With Hong Kong cashless payment operator Octopus still struggling to woo the city’s 40,000 taxi drivers, two mainland e-payment players, Alipay and WeChat Pay HK, are already leading the race with aggressive marketing to vie for a slice of the taxi pie.
The e-payment market for Hong Kong’s taxi industry, involving 18,163 cabs, is heating up as drivers have started to embrace alternative payment methods to offer more choices for customers, breaking the decades-old stronghold of cash-only services.
Taxi operators have envisaged that the Hong Kong taxi market will eventually be carved up between two mainland leading players Alipay and WeChat Pay HK as they are, so far, free of charge with many incentives, while local operator Octopus has still failed to win the hearts of cabbies as it charges administrative fees.
So far over 1,000 taxis have signed up for WeChat Pay HK while over 1,500 taxis have chosen Alipay.
“In Hong Kong taxi drivers often don’t have change for big banknotes or sometimes customers forget to bring enough cash,” an Alipay spokeswoman said. “We can see that a lot of mainland tourists coming to the city under the solo travel scheme have a great demand for easy transportation and convenient payment methods. That is why we want to break into the Hong Kong taxi market,” she said.
The spokeswoman added that Alipay hopes that more drivers will now sign up to their service.
“We welcome convenient payment methods which are beneficial to the taxi industry. As far as I know, WeChat Pay hopes to secure half of the taxi market after three to six months while Alipay aims to win the support of 1,000 taxis in the short-run by targeting those which usually station at the airport and the cross-border checkpoints,” said Chan Man-keung, chairman of the Association of Taxi Industry Development.
“As to Octopus, its previous trial runs fell through because it demanded an administrative fee of 1 per cent of Octopus payments. This time we asked Octopus to consider using taxi advertising to cover its administrative fees. We are still waiting for its feedback,” he added.
Local cabbies, who have long been reluctant to accept anything but cash, have been criticised for lagging behind technological advancements and failing to provide other electronic payment methods for customers.
Similar to the technology adopted by its rivals Alipay and WeChat Pay HK, Octopus launched a QR code service late last month aimed at small merchants and the city’s cabbies.
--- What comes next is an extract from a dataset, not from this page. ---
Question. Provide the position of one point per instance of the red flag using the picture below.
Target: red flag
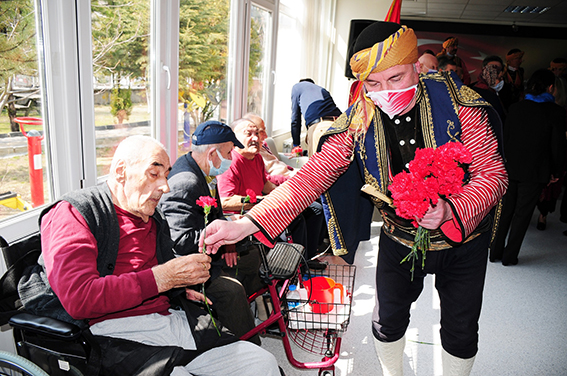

The QR code payment method, which only requires a smartphone to scan the driver’s code to pay taxi fares, eliminates the need for drivers to install any terminal or hardware in their vehicles.
The city’s mobile payment market was opened up last year when the Hong Kong Monetary Authority began issuing licences to operate such services, with big players across the border on the mainland, including WeChat Pay and Alipay, keen to get a slice of the pie. Alipay is a unit of Ant Financial Services Group, an affiliate of Alibaba Group, which owns the South China Morning Post.
Norman Tam, general manager of Tencent’s International Business Group, told the Post that they expect over 1,000 taxis would accept WeChat Pay HK by end of this year.
“Hong Kong consumers are known for their efficiency, and counting coins can be a hassle … We are currently in discussion with a range of merchant partners in Hong Kong including transportation [providers]. With the strong and growing user base of WeChat and the simple and easy set-up procedure of WeChat Pay HK, we are confident that WeChat Pay HK will become prevalent in Hong Kong,” he said.
Chan, who uses WeChat Pay for his fleet of more than 200 taxis, added the three e-payment players were equally competitive as both WeChat Pay and Alipay offered a lot of incentives to taxi drivers while Octopus enjoyed a high level of confidence from Hongkongers with its reliable service.
“WeChat Pay has posted ads on some taxis as an incentive to lure them to use its e-payment while Alipay offers to introduce mainland tourists to those taxis registered with its payment.
“As to Octopus, most Hongkongers have greater confidence in its payment system than other mainland systems. Actually taxi drivers are happy to use Octopus, but it hinges on whether it will have some compromise over its administrative fees,” he said.
Wong Wing-chung, chairman of NW Area Taxi Drivers & Operators Association, who is now running a marketing firm, G Pay Ltd, to line up business for taxis using Alipay, said he signed up for Alipay because it promised to promote his fleet alliance via its various mainland networks.
“In other words, Alipay will introduce us to a lot of mainland tourists. We are now eyeing the mainland market and Alipay can help us expand our mainland customer base,” he said, adding that he received a lot of bookings from mainland tourists after using Alipay at the end of October.